(Anthologie permanente) & (A livre ouvert) Françoise de Laroque, Chambre jaune

Par Florence Trocmé


Françoise de Laroque publie Chambre Jaune aux éditions Eric Pesty
CIEL !
Le beau temps semblait éternel. Gris tombé soudain telle
une injustice.
Le grand bleu injure ou aide pendant l'épreuve ?
Grand bleu d'il y a plus de cinquante ans. Plus de vingt-
cinq ans. Plus de quinze ans.
Hivernal. Automnal. Printanier.
Décembre. Novembre. Juin.
Mère. Père. Mari.
N'aurais pas aimé l'enveloppement de la pluie, des nuages.
Bleu implacable, solennel, indiscret. Détonnant.
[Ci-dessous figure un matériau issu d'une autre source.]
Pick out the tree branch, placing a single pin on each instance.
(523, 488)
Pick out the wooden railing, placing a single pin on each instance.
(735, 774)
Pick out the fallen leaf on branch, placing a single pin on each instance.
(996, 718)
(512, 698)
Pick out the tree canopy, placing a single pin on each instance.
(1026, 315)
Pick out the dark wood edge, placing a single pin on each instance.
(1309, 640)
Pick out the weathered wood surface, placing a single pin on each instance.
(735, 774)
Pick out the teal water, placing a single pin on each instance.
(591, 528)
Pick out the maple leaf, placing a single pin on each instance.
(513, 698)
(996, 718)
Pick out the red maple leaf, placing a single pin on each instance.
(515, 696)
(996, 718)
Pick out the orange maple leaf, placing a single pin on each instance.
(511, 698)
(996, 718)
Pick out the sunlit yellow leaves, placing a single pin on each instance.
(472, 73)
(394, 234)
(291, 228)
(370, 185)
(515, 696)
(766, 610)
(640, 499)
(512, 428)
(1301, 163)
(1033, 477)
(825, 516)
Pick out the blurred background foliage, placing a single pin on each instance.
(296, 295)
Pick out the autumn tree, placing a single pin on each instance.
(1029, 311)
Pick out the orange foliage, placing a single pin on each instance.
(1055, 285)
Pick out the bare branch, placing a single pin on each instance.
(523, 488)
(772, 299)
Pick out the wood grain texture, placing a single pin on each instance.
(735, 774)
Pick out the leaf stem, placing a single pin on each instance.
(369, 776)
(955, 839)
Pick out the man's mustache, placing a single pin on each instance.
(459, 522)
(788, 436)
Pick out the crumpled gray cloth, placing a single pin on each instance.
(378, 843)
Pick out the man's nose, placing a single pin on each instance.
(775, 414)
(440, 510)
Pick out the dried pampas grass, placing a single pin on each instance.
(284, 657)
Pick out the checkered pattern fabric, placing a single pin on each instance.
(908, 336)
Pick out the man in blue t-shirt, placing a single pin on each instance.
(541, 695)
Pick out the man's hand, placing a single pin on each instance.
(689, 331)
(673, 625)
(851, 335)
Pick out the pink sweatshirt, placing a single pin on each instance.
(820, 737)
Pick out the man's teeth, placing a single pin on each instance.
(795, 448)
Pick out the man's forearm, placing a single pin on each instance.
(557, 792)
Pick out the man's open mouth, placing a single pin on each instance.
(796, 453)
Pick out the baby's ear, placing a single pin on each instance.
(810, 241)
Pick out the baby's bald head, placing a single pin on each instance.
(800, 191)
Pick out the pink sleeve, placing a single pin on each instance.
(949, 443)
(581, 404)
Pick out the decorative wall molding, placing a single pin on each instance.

La douleur veut éclater. Un orchestre. Un opéra. Un
discours. Refuse qu'on la couvre.
D'autres façons, bien sûr, de la vivre. Que la contradiction.
Unisson. Alternance.
Gamme des douleurs. La lointaine. L'indirecte. Lue.
Entendue. Avec ou sans images. Commentaires toujours.
Creux pour la plupart. Outrecuidants. Se révolter. Ou
s'abstraire. Mais ombre portée.
De l'inédit dans les douleurs indirectes. Direct possible.
Chape universelle. Conscience persistante. Inscrite dans les
gestes. Même pour ceux établis derrière les haies en fleurs.
Le beau temps rayonnait sans ironie. Le printemps s'offrait
inégalement. Toujours un peu. Les arbres urbains fleurissent.
Vienne la pluie ! Les arbres ont soif. La rivière a baissé, De
petites îles dans son lit, Le bleu n'est pas nécessaire. Un
coin de ciel suffit. Quelle que soit sa couleur.
Âpre lutte pour le gagner. Dans la ville où les hauts
immeubles prétendent le gratter. Low income. Basement.
Ou fenêtre barrée par un fire-escape. Pare-soleil avant
que d'être pare-feu.
Bureaux à lumière artificielle. Tout le jour. Couloirs
aveugles.
La naissance du jour. Sa progression. Son déclin. La
privation de liberté s'est toujours accompagnée d'une mise
à l'écart de ce mouvement. Du cul-de-basse-fosse, de
l'oubliette aux quartiers de haute surveillance. Privation
de jour. Privation de nuit.
Venir au jour. Mettre fin à ses jours. Mettre à jour.
Velux autrefois vide. Que seul un nuage pouvait visiter.
Ont poussé dedans les deux cubes supérieurs de cet empi-
lement de trois qu'est le nouveau palais de Justice. Éclairé
la nuit.
Françoise de Laroque, Chambre jaune, éditions Eric Pesty, 2022, 20 p., 10€, pp. 11-12
Sur le site de l’éditeur
Chambre jaune a été écrit pendant le printemps 2020. L’inattendu de la situation de confinement, qui coïncide avec la rénovation prévue de l’appartement où vit la narratrice, l’oblige à se retirer provisoirement en province. Chambre jaune se compose de sept chapitres qui superposent le temps présent, suspendu, à des souvenirs évoqués par allusion ou à des questions d’écriture : délicate corrélation dont la plus juste figure serait celle de la parenthèse dans l’économie de la phrase.
Sur un plan formel, le phrasé de Françoise de Laroque progresse dans un style coupé, jouant son unité narrative entre phrase courte et paragraphe, peut-être sous l’inspiration des théories de Gertrude Stein dans la première moitié du XX° siècle, ou des réflexions autour de la New Sentence aux États-Unis dans les années 80, et plus probablement encore dans la filiation de l’écriture de Rosmarie Waldrop que Françoise de Laroque a plusieurs fois traduite.
Ainsi transposée à la langue française, la « nouvelle phrase » met en valeur l’importance des accords grammaticaux qui, entre attente et enquête, assurent l’irrigation du sens dans le récit.
Françoise de Laroque est née et vit à Paris. Elle est enseignante, critique et traductrice. Elle a eu l’occasion de suivre dès l’origine « l’aventure » d’Orange Export Ltd. et a publié dans diverses revues (Critique, CCP…) des textes concernant les œuvres d’Anne-Marie Albiach, Claude Royet-Journoud, Pascal Quignard, Emmanuel Hocquard. Elle a passé deux ans à New-York (1981-83) où elle a rencontré la plupart des « Language poets ».
Elle a traduit (en revues, anthologies, livres) Paul Auster, Rosmarie Waldrop, Keith Waldrop, Ted Pearson, Tom Raworth, Michael Palmer, Barbara Einzig, Helena Bennett…
Chambre jaune est son premier livre de création.